Mnóstwo rzekomych aktów celebrytów pojawiło się w sieci w ciągu weekendu, a Hollywood ma wiele do powiedzenia na ten temat: Jennifer Lawrence, Kate Upton, Mary Winstead, Ariana Grande, Victoria Justice, Yvonne Strahovski, Emma Watson, Ricky Gervais oraz Lena Dunham wszystkie ważone.
Przedstawicielka Jennifer Lawrence potwierdziła, że skradzione i kryminalnie rozprowadzone zdjęcia aktorki są prawdziwe i że haker, którego to dotyczy, będzie miał bardzo realne konsekwencje prawne.
„To rażące naruszenie prywatności” – powiedział przedstawiciel Lawrence. „Skontaktowano się z władzami i będą one ścigać każdego, kto opublikuje skradzione zdjęcia Jennifer Lawrence”.
Prawnik Kate Upton wydał podobne oświadczenie, mówiąc: „To oczywiście oburzające naruszenie prywatności naszej klientki Kate Upton. Zamierzamy ścigać każdego, kto rozpowszechnia lub powiela te nielegalnie uzyskane obrazy w najszerszym możliwym zakresie”.

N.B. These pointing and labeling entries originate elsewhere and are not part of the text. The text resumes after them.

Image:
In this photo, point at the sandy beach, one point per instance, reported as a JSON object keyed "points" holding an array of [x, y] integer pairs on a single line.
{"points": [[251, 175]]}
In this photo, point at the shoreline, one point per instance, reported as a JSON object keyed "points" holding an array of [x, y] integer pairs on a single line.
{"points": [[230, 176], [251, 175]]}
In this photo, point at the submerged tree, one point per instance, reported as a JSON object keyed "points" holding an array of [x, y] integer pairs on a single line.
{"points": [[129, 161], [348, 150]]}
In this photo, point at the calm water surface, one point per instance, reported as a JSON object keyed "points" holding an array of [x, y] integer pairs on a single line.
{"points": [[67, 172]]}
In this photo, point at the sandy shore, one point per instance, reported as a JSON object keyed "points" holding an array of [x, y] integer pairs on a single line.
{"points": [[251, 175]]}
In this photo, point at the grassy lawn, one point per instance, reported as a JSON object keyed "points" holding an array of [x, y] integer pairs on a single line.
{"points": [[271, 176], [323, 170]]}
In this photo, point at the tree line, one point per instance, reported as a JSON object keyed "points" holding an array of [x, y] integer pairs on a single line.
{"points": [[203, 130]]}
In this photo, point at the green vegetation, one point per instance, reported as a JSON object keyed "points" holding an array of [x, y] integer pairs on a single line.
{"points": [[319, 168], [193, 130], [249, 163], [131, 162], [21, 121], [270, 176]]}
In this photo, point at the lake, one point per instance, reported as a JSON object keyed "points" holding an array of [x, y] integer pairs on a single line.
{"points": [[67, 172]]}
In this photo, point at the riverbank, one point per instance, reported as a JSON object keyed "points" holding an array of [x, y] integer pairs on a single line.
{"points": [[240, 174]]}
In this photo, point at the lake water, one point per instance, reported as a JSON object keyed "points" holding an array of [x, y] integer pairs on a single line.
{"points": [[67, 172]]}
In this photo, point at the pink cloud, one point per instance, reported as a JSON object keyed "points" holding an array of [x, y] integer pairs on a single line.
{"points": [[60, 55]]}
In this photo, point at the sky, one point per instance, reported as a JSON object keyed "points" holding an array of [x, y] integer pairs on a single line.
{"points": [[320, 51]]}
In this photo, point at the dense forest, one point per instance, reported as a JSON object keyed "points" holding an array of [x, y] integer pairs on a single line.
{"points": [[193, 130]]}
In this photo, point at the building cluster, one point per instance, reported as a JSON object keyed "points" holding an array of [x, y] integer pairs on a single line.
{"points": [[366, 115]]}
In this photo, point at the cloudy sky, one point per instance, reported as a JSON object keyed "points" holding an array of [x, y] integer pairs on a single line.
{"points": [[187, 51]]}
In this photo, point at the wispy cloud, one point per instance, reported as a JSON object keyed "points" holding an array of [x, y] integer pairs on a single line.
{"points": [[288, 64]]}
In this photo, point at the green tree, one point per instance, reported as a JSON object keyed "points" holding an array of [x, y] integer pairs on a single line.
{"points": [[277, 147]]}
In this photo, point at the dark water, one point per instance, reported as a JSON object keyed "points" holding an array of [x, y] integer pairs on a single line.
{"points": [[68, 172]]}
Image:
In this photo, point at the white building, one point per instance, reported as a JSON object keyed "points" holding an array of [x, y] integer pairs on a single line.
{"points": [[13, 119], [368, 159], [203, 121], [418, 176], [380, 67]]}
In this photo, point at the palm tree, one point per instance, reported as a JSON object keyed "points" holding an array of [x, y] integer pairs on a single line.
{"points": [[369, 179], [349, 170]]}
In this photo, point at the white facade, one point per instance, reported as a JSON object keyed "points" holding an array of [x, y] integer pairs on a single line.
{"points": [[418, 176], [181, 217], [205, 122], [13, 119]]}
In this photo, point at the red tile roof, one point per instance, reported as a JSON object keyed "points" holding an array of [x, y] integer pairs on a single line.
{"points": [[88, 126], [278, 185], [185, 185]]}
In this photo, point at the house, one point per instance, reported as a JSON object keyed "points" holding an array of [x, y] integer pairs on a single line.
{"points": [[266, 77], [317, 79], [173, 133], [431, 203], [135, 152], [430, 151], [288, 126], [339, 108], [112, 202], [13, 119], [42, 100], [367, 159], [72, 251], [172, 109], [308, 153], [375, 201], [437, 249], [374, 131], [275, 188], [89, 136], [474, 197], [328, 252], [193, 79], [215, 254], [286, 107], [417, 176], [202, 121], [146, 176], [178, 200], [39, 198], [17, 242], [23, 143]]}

Mary Winstead powiedziała, że zdjęcia, które rzekomo ją przedstawiają, są prawdziwe i wyraziła obrzydzenie zarówno do osoby, która je ujawniła, jak i do ludzi, którzy na nie patrzą.
https://twitter.com/M_E_Winstead/statuses/506197725285998592
Podczas gdy Lawrence, Upton i Winstead potwierdzili, że zdjęcia są prawdziwe, Ariana Grande, Victoria Justice i Yvonne Strahovski zaprzeczyli ich autentyczności.
do każdego, kto mówi o moich „nachach” i moich „cenach m&g”, które nie są prawdziwe! mój mały tyłek jest o wiele ładniejszy niż ten lmao i szczegóły trasy już wkrótce
— Ariana Grande (@ArianaGrande) 2 września 2014
Lena Dunham i Emma Watson broniły swoich przyjaciół i innych celebrytów, mówiąc, że kobiety mają prawo fotografować własne ciała tak, jak chcą, bez naruszania ich prywatności.
Sposób, w jaki dzielisz swoje ciało, musi być WYBOREM. Wspieraj te kobiety i nie patrz na te zdjęcia.
— Lena Dunham (@lenadunham) 1 września 2014 r.
Ricky Gervais nie był tak sympatyczny. W tweecie obwiniającym ofiary, który został usunięty, napisał: „Celebryci, utrudnijcie to hakerzy, aby uzyskać nagie zdjęcia z komputera, nie umieszczając nagich zdjęć na swoim komputer."
Ale Dunham tego nie miał.
Argument „nie rób nagich zdjęć, jeśli nie chcesz ich online” to „ona miała na sobie krótką spódniczkę” w sieci. Uch.
— Lena Dunham (@lenadunham) 1 września 2014 r.
Dla przypomnienia, jesteśmy Team Dunham.